Descriptor and Graph-based Molecular Representations in Prediction of Copolymer Properties Using Machine Learning
Elaheh Kazemi-Khasragh, Rocío Mercado, Carlos Gonzalez, Maciej Haranczyk
Published: 2025/9/15
Abstract
Copolymers are highly versatile materials with a vast range of possible chemical compositions. By using computational methods for property prediction, the design of copolymers can be accelerated, allowing for the prioritization of candidates with favorable properties. In this study, we utilized two distinct representations of molecular ensembles to predict the seven different physical polymer properties copolymers using machine learning: we used a random forest (RF) model to predict polymer properties from molecular descriptors, and a graph neural network (GNN) to predict the same properties from 2D polymer graphs under both a single- and multi-task setting. To train and evaluate the models, we constructed a data set from molecular dynamic simulations for 140 binary copolymers with varying monomer compositions and configurations. Our results demonstrate that descriptors-based RFs excel at predicting density and specific heat capacities at constant pressure (Cp) and volume (Cv) because these properties are strongly tied to specific molecular features captured by molecular descriptors.
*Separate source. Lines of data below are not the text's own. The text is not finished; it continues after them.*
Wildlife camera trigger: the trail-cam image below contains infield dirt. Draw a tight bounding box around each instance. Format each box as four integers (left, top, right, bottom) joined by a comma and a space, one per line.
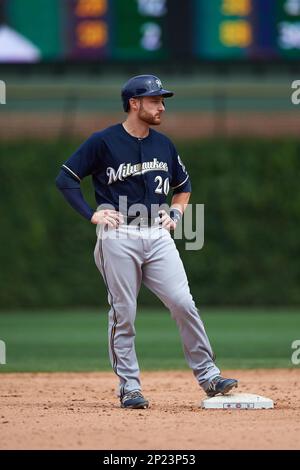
1, 369, 299, 450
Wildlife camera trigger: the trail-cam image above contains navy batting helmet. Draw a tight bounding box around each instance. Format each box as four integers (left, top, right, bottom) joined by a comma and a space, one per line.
121, 74, 174, 112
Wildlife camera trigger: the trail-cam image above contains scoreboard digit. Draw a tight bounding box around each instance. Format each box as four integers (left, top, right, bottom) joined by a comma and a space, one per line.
67, 0, 110, 59
112, 0, 168, 59
276, 0, 300, 57
195, 0, 254, 59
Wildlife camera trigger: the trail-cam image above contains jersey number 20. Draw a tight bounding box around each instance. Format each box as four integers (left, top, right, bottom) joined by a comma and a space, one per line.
154, 176, 170, 195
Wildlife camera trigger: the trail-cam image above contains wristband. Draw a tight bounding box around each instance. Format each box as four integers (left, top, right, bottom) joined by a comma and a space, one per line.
169, 208, 182, 224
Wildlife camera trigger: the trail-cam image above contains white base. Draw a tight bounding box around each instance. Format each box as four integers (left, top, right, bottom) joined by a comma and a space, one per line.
201, 393, 274, 409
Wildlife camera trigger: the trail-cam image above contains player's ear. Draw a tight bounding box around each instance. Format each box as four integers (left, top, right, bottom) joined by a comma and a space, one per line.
129, 97, 139, 112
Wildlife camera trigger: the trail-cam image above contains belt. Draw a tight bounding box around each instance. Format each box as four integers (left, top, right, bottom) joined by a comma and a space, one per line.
125, 216, 161, 227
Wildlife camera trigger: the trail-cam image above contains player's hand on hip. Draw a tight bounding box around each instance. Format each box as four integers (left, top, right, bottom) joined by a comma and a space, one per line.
91, 210, 124, 228
158, 210, 177, 231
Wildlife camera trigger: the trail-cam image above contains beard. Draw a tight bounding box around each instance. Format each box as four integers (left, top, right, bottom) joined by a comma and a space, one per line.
138, 102, 162, 125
In contrast, graph representations better predict expansion coefficients ({\gamma}, {\alpha}) and bulk modulus (K), which depend more on complex structural interactions better captured by graph-based models. This study underscores the importance of choosing appropriate representations for predicting molecular properties. Our findings demonstrate how machine learning models can expedite copolymer discovery with learnable structure-property relationships, streamlining polymer design and advancing the development of high-performance materials for diverse applications.